Existing approaches use large language models (LLMs) to automate gripper-based
simulation generation, but they transfer poorly to dexterous manipulation,
which demands more specialized environment design. Meanwhile, dexterous
manipulation tasks are inherently more difficult due to their higher degrees of
freedom. Massively generating feasible and trainable dexterous hand tasks
remains an open challenge. To this end, we present GenDexHand, a generative
simulation pipeline that autonomously produces diverse robotic tasks and
environments for dexterous manipulation. GenDexHand introduces a closed-loop
refinement process that adjusts object placements and scales based on
vision-language model (VLM) feedback, substantially improving the average
quality of generated environments.
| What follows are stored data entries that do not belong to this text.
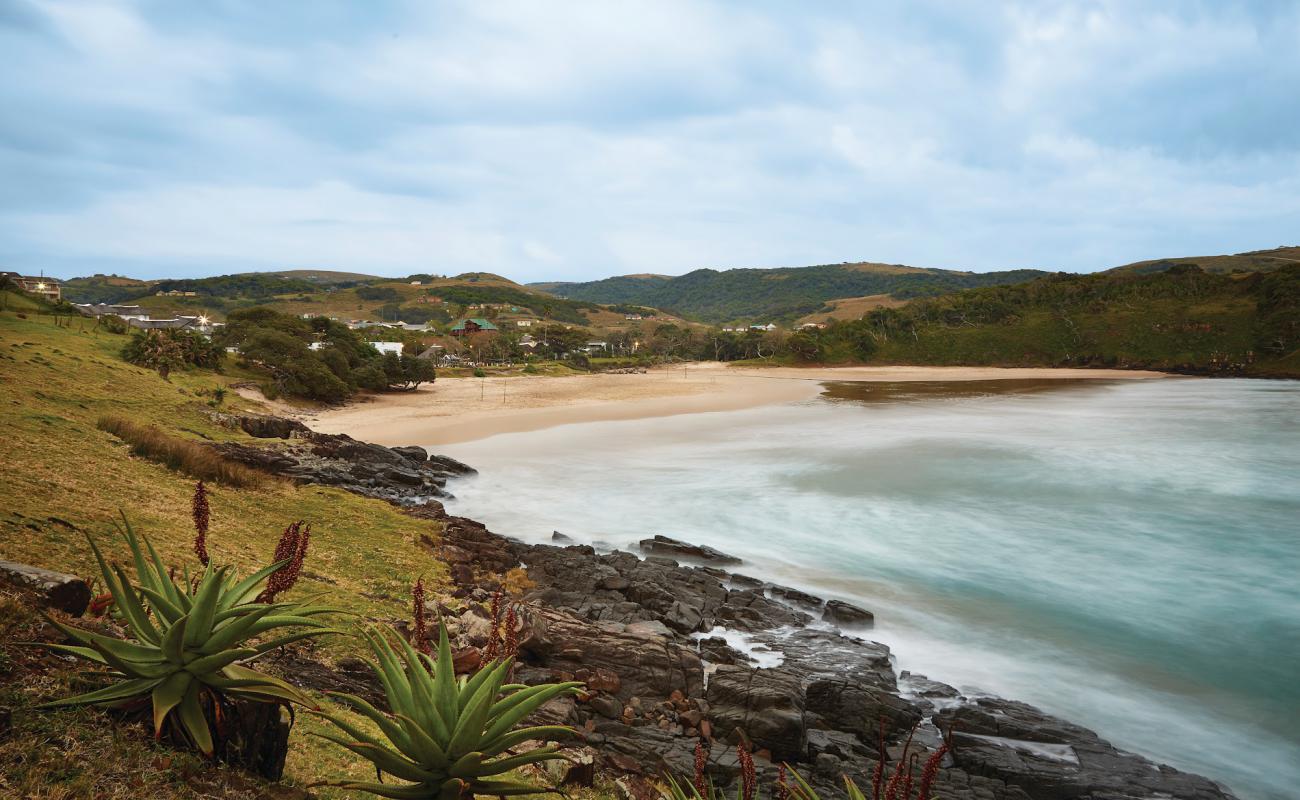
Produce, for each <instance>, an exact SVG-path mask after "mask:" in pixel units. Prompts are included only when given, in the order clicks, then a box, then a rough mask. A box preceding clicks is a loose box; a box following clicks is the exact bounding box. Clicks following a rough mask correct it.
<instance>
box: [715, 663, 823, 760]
mask: <svg viewBox="0 0 1300 800" xmlns="http://www.w3.org/2000/svg"><path fill="white" fill-rule="evenodd" d="M802 684H803V682H802V678H801V676H800V675H797V674H794V673H789V671H785V670H762V669H751V667H745V666H731V665H719V666H718V669H716V670H715V671H714V674H712V675H710V678H708V692H707V693H706V696H705V697H706V699H707V700H708V709H710V717H711V719H712V723H714V726H715V727H716V730H718V732H719V734H720V735H723V736H724V738H728V736H729V734H731V732H732V731H733V730H735V728H740V730H742V731H744V734H745V738H746V739H748V740H749V741H751V743H753V744H754V747H755V748H766V749H770V751H772V754H774V756H775V757H776V758H779V760H784V761H800V760H802V758H803V756H805V753H806V752H807V730H806V727H805V722H803V686H802Z"/></svg>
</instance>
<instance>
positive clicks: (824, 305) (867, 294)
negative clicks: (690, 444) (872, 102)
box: [529, 261, 1049, 323]
mask: <svg viewBox="0 0 1300 800" xmlns="http://www.w3.org/2000/svg"><path fill="white" fill-rule="evenodd" d="M1045 274H1049V273H1048V272H1044V271H1040V269H1011V271H1006V272H984V273H976V272H958V271H952V269H928V268H920V267H907V265H904V264H875V263H870V261H858V263H842V264H819V265H815V267H780V268H771V269H727V271H716V269H697V271H694V272H688V273H686V274H682V276H679V277H668V276H658V274H638V276H617V277H611V278H604V280H601V281H589V282H542V284H530V285H529V286H530V287H532V289H537V290H541V291H549V293H551V294H555V295H558V297H563V298H568V299H575V300H588V302H593V303H627V304H637V306H649V307H653V308H663V310H664V311H668V312H672V313H676V315H679V316H682V317H688V319H695V320H699V321H705V323H725V321H732V320H764V321H767V320H780V321H792V320H794V319H797V317H801V316H806V315H810V313H814V312H816V311H819V310H822V308H823V307H826V304H827V302H829V300H835V299H841V298H852V297H865V295H879V294H888V295H892V297H893V298H898V299H909V298H915V297H930V295H936V294H945V293H949V291H957V290H961V289H975V287H979V286H1002V285H1008V284H1022V282H1024V281H1030V280H1032V278H1036V277H1041V276H1045Z"/></svg>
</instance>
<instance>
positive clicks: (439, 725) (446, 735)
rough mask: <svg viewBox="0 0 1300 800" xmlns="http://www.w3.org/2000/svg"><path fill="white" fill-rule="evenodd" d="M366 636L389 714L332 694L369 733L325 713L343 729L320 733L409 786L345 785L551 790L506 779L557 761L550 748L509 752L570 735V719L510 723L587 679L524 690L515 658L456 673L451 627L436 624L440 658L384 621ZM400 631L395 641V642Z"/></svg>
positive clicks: (342, 718) (361, 702)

Each task is further decomposed into
sub-tasks to enable sequential reinforcement learning, reducing training time
and increasing success rates. Our work provides a viable path toward scalable
training of diverse dexterous hand behaviors in embodied intelligence by
offering a simulation-based solution to synthetic data generation. Our website:
https://winniechen2002.github.io/GenDexHand/.
Key Contributions
GenDexHand is a generative simulation pipeline that autonomously creates diverse robotic tasks and environments for dexterous manipulation. It uses a closed-loop refinement process with VLM feedback to improve environment quality and decomposes tasks for sequential RL, addressing the data scarcity bottleneck in embodied intelligence.
Business Value
Accelerates the development and training of robotic systems, especially for complex manipulation tasks, by automating the creation of realistic and diverse simulation environments. This reduces the need for expensive real-world data collection and manual environment design.